Thanks for the reply ian. Unfortunately I can’t edit my question anymore since I’m a new user. I’ve updated the question on SO with some more details, if you’d care to take a look.
W.r.t. use_private_ip
: this only works when deploying from within e.g. EC2, which would require yet another VM that I don’t necessarily want to use, since I then need to manage another component and get my code on it (or rebuild an image every time) instead of deploying from my local workstation or any local component. If this is best practice, I’ve yet to understand exactly why and would appreciate some further background on this approach…
(clarified info from SO follows):
I have the following workflow where I start a Dask Cloudprovider EC2Cluster
with the following config:
dask_cloudprovider:
region: eu-central-1
bootstrap: True
instance_type: t3.small
n_workers: 1
docker_image: daskdev/dask:2022.10.0-py3.10
security: False
debug: True
use_private_ip: False
# other properties: region, instance_type, security_group, vpc, etc. omitted
This is supposed to start both my scheduler and my workers in docker on EC2 instances in the same VPC. The AWS security group has the following inbound rules:
Port range |
Source |
8786 - 8787 |
[own group] |
8787 |
[my ip] |
So, the workers and scheduler should be able to talk among themselves, and I should also be able to access the Scheduler Bokeh Dashboard from my IP only.

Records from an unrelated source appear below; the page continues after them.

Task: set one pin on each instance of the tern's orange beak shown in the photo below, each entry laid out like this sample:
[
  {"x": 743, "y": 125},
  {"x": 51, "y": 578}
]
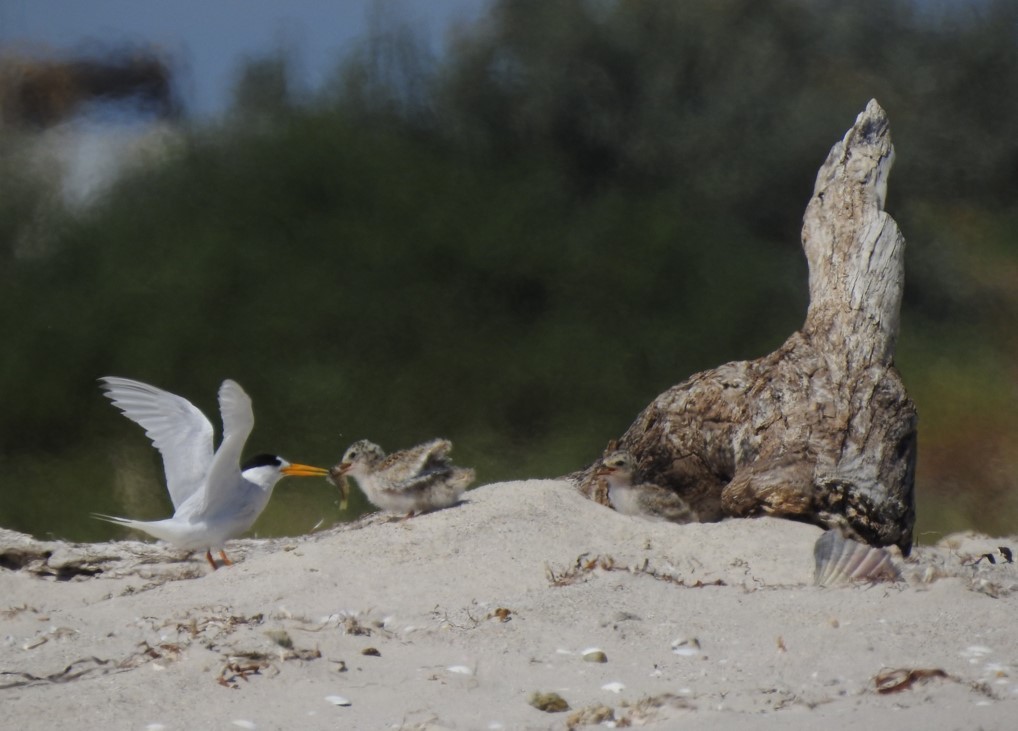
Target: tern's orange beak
[{"x": 303, "y": 470}]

The important part is that the above security group rules only allow communication between the private IPs of the instances in the same security group, and do not allow traffic between the public IPs of the instances.
This is OK, since traffic between public IPs necessarily must be routed through an internet gateway and hence incurs bandwidth costs.
The problem is these network rules do not work as-is. My scheduler starts as follows:
Creating scheduler instance
Created instance i-09fe7442a8026db71 as dask-723b83ae-scheduler
Waiting for scheduler to run at <public scheduler IP>:8786
The IP that dask-cloudprovider
advertises as the IP where the workers should connect is the public scheduler IP. Worker<->Scheduler traffic through public IP is not allowed as per my security group (and I wish to keep it so).
The only way that would allow the workers/schedulers to communicate in this setup that I’ve found is to set use_private_ip: True
, but in that case my EC2Cluster
startup hangs on trying to reach the scheduler at its private EC2 IP, which I obviously can’t access from my own workstation.
I’ve seen that the ‘recommended’ approach is to deploy the EC2Cluster
from yet another VM on e.g. EC2 in the same VPC, but I don’t understand the upside of this when I could simply develop and then start it locally. It also adds another layer where I would have to get my code onto this separate VM (and install all requirements or rebuild an image every time).
More importantly:
I was able to achieve exactly what I want (worker-sched talking through private VPC only, scheduler dashboard accessible from my IP) by monkey-patching dask_cloudprovider.aws.ec2#configure_vm
to return instance['PublicDnsName']
instead of instance['PublicIpAddress']
, since AWS domain names are resolved to the public IP when queried externally and private IP otherwise.
Unfortunately this also means my workers must have public IPs (even though no traffic can be routed there), and is also a super-hacky workaround rather than a robust solution.